U.N. Dumps Justice in Cambodia

ByABC News
February 14, 2002, 4:20 PM

Feb. 15 -- Pol Pot, the man most wanted for the slaughter of 1.7 million Cambodians, went to his grave without ever being brought to justice and if recent events are anything to go by, several aging Khmer Rouge leaders with blood on their tracks may do likewise.

The United Nations has announced it is walking out of more than four years of negotiations with the Cambodian government. The talks were aimed at arriving at a U.N. role in a future joint tribunal to try Khmer Rouge leaders for genocide and crimes against humanity.

The U.N.'s chief legal counsel, Hans Corell, declared the United Nations was ditching negotiations since the trial proposed by the Cambodian government would not guarantee "the independence, objectivity and impartiality that a court established with the support of the United Nations must have."
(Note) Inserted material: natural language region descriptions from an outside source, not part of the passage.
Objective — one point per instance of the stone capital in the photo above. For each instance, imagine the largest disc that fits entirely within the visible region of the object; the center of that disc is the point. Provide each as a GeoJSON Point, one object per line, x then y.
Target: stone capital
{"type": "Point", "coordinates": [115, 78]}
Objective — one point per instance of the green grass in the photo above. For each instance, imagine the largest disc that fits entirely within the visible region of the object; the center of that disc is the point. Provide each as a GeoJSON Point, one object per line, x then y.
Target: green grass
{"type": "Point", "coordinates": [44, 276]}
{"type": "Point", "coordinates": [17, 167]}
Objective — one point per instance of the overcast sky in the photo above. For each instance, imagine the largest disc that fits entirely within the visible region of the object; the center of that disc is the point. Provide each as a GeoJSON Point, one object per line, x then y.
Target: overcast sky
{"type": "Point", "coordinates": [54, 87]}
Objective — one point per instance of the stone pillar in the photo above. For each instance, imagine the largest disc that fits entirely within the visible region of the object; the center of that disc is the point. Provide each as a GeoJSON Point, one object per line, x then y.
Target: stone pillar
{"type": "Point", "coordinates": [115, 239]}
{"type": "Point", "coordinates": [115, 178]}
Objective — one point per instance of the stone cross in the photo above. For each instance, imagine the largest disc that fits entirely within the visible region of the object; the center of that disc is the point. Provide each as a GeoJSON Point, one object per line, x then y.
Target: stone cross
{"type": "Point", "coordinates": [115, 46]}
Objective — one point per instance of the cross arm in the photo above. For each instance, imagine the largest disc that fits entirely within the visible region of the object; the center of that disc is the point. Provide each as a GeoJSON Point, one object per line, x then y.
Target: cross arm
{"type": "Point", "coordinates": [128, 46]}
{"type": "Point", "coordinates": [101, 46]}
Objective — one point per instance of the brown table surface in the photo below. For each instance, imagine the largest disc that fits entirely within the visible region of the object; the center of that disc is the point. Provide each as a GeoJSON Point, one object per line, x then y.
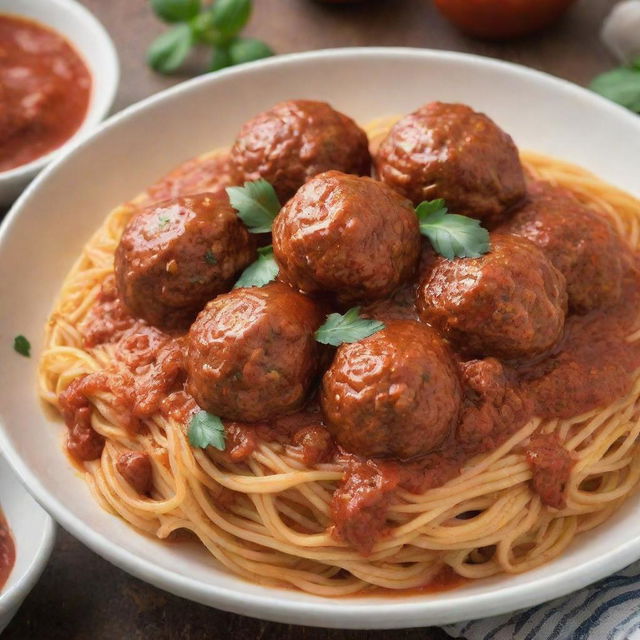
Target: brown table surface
{"type": "Point", "coordinates": [82, 596]}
Although the governments of some countries expressed surprise and have urged a return to negotiations, the hitch in getting the perpetrators of one of modern history's most brutal massacres to justice merited scant notice in the international media.
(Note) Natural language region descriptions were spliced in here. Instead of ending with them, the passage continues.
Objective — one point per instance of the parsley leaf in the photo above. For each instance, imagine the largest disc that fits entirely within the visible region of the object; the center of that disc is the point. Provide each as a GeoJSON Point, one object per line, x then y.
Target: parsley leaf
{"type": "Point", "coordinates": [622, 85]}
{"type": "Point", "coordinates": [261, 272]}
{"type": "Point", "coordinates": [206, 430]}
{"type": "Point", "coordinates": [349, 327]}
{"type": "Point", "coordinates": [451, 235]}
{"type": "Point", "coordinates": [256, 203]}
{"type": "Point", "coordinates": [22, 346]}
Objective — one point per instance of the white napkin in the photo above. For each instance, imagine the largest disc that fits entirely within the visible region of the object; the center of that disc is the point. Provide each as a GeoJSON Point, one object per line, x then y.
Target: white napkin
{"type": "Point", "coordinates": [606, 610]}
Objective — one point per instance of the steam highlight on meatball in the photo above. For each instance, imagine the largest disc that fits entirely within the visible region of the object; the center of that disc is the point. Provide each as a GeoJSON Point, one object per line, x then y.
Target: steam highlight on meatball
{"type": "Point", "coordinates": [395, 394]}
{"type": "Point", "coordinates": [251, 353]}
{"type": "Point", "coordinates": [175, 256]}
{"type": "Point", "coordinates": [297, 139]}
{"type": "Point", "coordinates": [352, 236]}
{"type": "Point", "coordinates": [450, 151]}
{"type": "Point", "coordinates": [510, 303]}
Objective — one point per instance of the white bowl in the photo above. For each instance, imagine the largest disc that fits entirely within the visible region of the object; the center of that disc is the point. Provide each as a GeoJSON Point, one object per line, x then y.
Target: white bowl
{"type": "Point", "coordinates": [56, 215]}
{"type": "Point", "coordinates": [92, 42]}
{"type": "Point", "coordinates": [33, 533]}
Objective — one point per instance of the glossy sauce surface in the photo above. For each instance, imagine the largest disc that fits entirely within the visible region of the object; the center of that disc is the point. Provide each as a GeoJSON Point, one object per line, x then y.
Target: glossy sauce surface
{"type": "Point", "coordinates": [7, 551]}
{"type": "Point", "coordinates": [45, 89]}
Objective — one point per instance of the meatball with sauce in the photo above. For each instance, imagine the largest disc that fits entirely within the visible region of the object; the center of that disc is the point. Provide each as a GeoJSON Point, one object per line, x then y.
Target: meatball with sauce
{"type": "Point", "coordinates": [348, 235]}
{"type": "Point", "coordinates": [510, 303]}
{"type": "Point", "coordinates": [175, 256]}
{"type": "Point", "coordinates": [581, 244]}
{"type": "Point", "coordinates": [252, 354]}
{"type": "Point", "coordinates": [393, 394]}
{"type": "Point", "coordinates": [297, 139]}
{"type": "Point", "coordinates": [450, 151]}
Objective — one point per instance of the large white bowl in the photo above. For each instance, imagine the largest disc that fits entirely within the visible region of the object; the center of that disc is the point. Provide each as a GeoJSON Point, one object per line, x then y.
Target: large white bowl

But in the teeming back streets of the capital of Phnom Penh and across the lush green countryside, millions of Cambodians watched the door close on their hope for international justice for the leaders of a period locals call "the era of the killing fields."

"There is an overwhelming wish in Cambodia for international acknowledgement and recognition of the genocide of Cambodians," said Ben Kiernan, professor of history and director of the Genocide Studies Program at Yale University. "I think it's unfortunate that this has happened. There was a genuine hope that the international community would participate hand-in-hand with the Cambodian government to bring justice on this period of history."

Time Is Ticking

More than 20 years after the shadowy communist regime was evicted from power, most former Khmer Rouge leaders live openly in and around the northwestern town of Pailin, the one-time jungle headquarters of the movement after it was ousted from power.